Implementing and Evaluating Eight Machine Learning Algorithms on the Iris Dataset with 5-Fold Cross-Validation

This document details the implementation and evaluation of eight machine learning algorithms on the classic Iris dataset using 5-fold cross-validation. The algorithms include: Logistic Regression, C4.5 Decision Tree (with pre- and post-pruning), SMO-based SVM, BP Neural Network, Naive Bayes, K-means Clustering, and Random Forest.
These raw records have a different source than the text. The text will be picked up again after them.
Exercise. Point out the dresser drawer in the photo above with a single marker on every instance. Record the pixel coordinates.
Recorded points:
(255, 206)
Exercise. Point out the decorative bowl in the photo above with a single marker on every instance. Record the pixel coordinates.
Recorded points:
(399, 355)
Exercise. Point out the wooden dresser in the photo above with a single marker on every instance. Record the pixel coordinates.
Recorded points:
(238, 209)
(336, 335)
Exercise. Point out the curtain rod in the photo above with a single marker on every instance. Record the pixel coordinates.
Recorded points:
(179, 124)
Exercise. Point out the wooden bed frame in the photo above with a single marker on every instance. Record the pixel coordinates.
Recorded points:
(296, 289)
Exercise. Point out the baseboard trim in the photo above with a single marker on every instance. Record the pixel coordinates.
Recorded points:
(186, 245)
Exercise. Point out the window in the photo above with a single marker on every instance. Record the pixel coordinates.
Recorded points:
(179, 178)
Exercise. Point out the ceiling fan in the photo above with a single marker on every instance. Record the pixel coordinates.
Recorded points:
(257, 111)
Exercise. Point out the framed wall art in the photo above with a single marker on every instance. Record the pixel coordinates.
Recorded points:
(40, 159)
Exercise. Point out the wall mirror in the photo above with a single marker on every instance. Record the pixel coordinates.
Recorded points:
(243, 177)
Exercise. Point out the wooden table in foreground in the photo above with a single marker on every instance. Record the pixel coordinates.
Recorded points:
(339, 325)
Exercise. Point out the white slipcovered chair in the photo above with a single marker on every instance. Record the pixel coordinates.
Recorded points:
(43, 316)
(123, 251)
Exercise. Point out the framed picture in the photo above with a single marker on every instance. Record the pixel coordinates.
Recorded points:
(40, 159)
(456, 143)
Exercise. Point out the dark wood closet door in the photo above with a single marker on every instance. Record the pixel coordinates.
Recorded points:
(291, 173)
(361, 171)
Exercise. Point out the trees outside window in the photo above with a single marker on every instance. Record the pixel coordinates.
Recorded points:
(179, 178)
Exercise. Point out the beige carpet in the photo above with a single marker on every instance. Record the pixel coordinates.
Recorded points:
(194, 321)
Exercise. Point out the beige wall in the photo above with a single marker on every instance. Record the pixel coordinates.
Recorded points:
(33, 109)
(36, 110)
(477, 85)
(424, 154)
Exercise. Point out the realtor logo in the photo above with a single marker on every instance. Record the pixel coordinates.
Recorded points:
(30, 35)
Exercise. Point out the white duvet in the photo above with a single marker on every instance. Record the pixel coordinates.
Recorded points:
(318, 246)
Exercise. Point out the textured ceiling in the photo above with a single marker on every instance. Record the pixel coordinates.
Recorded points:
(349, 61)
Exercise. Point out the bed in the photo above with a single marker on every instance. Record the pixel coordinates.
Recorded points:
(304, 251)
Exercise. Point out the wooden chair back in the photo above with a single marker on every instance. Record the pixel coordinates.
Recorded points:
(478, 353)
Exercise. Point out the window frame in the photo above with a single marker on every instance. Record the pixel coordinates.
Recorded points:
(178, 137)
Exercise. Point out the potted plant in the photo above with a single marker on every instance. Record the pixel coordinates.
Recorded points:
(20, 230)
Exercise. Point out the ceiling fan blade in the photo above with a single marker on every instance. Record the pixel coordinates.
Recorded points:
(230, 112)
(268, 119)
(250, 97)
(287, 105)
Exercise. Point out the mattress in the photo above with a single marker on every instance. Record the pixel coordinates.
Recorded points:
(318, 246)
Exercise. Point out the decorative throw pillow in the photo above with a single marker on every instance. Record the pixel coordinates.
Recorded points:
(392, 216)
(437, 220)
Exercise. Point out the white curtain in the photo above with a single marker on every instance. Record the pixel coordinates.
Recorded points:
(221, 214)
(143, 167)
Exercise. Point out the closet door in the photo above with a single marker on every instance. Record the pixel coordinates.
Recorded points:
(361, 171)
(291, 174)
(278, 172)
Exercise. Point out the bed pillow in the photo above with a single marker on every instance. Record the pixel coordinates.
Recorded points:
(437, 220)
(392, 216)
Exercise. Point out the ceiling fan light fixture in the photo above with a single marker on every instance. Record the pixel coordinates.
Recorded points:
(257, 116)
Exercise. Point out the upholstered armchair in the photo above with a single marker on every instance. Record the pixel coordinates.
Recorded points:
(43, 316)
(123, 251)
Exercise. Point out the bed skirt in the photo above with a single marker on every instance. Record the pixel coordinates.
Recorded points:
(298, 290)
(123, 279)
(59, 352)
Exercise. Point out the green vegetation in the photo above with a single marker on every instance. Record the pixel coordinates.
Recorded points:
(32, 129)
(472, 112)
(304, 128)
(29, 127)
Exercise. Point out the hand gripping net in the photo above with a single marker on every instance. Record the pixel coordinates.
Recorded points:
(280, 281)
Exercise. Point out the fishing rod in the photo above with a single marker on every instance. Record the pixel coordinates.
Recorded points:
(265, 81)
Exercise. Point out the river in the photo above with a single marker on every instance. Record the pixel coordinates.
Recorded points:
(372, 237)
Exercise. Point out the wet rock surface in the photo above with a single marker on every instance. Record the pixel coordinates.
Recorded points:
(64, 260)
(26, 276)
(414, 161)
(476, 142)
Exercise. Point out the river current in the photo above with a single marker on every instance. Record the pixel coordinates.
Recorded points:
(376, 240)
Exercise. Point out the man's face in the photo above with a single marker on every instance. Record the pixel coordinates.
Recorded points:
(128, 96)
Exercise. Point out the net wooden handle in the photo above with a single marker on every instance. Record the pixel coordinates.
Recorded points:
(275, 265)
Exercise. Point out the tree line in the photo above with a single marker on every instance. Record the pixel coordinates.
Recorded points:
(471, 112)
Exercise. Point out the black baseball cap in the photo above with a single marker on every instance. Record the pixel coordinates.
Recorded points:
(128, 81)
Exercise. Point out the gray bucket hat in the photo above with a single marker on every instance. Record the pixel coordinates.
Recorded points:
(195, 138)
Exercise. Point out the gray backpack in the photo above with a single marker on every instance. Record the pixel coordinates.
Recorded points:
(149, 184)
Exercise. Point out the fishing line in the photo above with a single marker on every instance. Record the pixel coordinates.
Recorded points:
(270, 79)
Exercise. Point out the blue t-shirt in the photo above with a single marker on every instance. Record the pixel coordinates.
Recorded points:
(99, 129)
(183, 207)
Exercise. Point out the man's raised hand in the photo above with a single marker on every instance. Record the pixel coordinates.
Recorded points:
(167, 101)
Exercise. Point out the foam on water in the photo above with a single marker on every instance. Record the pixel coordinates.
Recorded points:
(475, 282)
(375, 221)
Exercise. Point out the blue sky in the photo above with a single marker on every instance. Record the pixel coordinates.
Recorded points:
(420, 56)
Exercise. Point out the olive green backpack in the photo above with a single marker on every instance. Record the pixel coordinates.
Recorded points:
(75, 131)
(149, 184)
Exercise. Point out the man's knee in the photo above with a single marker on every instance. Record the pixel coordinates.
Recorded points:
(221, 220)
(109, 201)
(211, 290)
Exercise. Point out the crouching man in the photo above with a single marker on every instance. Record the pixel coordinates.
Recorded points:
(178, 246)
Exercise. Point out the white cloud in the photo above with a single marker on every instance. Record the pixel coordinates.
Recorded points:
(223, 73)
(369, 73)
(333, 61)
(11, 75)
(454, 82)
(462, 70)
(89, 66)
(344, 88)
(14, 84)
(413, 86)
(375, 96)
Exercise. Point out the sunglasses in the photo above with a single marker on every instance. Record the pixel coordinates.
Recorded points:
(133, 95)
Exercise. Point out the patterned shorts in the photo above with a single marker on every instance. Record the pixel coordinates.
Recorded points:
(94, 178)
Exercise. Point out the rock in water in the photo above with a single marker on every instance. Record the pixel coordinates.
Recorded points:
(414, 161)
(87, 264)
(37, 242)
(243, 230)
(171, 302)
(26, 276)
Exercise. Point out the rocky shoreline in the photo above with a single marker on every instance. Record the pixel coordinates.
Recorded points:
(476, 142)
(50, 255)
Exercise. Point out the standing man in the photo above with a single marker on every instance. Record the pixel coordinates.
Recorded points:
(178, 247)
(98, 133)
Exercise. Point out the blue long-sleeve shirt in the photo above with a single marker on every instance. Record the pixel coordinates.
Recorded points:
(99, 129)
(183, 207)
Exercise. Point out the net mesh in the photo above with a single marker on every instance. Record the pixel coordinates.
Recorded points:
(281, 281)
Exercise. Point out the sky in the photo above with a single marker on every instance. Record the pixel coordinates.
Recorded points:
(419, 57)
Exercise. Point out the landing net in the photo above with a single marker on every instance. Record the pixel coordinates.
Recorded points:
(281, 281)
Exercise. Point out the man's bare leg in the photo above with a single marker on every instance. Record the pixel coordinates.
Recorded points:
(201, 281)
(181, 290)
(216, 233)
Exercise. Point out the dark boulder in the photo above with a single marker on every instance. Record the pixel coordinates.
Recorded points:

Experiment 1: Data Preparation and Model Evaluation

Objective

Develop proficiency in Python for data handling and model evaluation, focusing on training/test set concepts, N-fold cross-validation, and performance metrics.

Implementation Steps

Load the Iris dataset from a local file (iris.data) and from scikit-learn.
Implement 5-fold cross-validation using a RandomForestClassifier (100 trees).
Compute accuracy, precision (macro average), recall (macro average), and F1-score (macro average).

Code

import pandas as pd
import numpy as np
from sklearn.ensemble import RandomForestClassifier
from sklearn.model_selection import cross_val_score, KFold, cross_val_predict
from sklearn.metrics import accuracy_score, precision_score, recall_score, f1_score
from sklearn.preprocessing import LabelEncoder

np.random.seed(42)

# Load data from local file
data_path = "iris.data"
col_names = ['sepal length (cm)', 'sepal width (cm)', 'petal length (cm)', 'petal width (cm)', 'target']
df = pd.read_csv(data_path, header=None, names=col_names)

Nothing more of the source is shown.